This stands in contrast to what I’ll call compile time analysis. The difference is that this form of analysis requires an encyclopedic understanding of how the compiler behaves or else the ability to analyze the compiled product. This set of options obviously includes the compiler which will fail on show stopper problems and generate helpful warning information as well. It also includes enhanced rules engines that understand the rules of the compiler and can use this to infer a larger set of warnings and potential problems than those that come out of the box with the compiler. Beyond that is a set of IDE plugins that perform asynchronous compilation and offer realtime feedback about possible problems. Examples of this in the .NET world include Resharper and CodeRush. And finally, there are analysis tools that look at the compiled assembly outputs and give feedback based on them. NDepend is an example of this, though it includes other approaches mentioned here as well.

The important compare-contrast point to understand here is that source analysis is easier to understand conceptually and generally faster while compile-time analysis is more resource intensive and generally more thorough.

The Types of Static Analysis

So far I’ve compared static analysis to dynamic and ex post facto analysis and I’ve compared mechanisms for how static analysis is conducted. Let’s now take a look at some different kinds of static analysis from the perspective of their goals. This list is not necessarily exhaustive, but rather a general categorization of the different types of static analysis with which I’ve worked.

  • Style checking is examining source code to see if it conforms to cosmetic code standards
  • Best Practices checking is examining the code to see if it conforms to commonly accepted coding practices.

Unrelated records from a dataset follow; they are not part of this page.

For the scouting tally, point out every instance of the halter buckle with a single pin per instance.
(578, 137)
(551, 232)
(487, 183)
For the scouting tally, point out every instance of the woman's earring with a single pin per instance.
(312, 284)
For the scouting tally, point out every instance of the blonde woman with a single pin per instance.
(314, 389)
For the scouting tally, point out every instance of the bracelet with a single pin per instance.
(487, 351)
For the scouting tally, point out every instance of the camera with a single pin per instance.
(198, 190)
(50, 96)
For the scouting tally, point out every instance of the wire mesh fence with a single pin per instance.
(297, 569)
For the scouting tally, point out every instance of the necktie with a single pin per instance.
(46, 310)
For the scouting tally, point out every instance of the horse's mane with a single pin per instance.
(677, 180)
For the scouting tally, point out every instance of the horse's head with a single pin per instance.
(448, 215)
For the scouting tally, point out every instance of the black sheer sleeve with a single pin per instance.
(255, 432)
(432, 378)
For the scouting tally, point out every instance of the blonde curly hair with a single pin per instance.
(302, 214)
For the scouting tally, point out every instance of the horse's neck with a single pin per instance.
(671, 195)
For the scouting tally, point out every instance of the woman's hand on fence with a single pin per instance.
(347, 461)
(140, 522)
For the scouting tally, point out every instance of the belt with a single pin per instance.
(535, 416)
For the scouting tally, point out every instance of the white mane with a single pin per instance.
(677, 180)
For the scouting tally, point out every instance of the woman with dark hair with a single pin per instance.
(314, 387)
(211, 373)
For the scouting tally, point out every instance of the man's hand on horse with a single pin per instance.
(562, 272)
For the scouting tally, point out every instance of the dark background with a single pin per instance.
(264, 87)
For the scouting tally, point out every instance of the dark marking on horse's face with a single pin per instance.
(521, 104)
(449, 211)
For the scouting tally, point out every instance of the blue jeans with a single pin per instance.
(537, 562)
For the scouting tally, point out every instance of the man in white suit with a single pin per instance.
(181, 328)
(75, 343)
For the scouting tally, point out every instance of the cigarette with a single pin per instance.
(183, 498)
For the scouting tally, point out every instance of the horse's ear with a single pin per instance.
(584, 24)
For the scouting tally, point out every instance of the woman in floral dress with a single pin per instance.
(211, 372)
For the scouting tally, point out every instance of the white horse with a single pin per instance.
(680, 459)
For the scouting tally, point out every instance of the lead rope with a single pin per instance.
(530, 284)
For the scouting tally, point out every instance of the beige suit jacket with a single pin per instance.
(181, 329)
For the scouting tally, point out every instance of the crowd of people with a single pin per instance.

This might include things like not using goto statements or not having empty catch blocks
  • Contract programming is the enforcement of preconditions, invariants and postconditions
  • Issue/Bug alert is static analysis designed to detect likely mistakes or error conditions
  • Verification is an attempt to prove that the program is behaving according to specifications
  • Fact finding is analysis that lets you retrieve statistical information about your application’s code and architecture

There are many tools out there that provide functionality for one or more of these, but NDepend provides perhaps the most comprehensive support across the board for different static analysis goals of any .NET tool out there. You will thus get to see in-depth examples of many of these, particularly the fact finding and issue alerting types of analysis.

A Quick Overview of Some Example Metrics

Up to this point, I’ve talked a lot in generalities, so let’s look at some actual examples of things that you might learn from static analysis about your code base. The actual questions you could ask and answer are pretty much endless, so this is intended just to give you a sample of what you can know.

  • Is every class and method in the code base in Pascal case?
  • Are there any potential null dereferences of parameters in the code?
  • Are there instances of copy and paste programming?
  • What is the average number of lines of code per class? Per method?
  • How loosely or tightly coupled is the architecture?
  • What classes would be the most risky to change?

Believe it or not, it is quite possible to answer all of these questions without compiling or manually inspecting your code in time consuming fashion. There are plenty of tools out there that can offer answers to some questions like this that you might have, but in my experience, none can answer as many, in as much depth, and with as much customizability as NDepend.

Why Do This?

So all that being said, is this worth doing? Why should you watch the subsequent modules if you aren’t convinced that this is something that’s even worth learning. It’s a valid concern, but I assure you that it is most definitely worth doing.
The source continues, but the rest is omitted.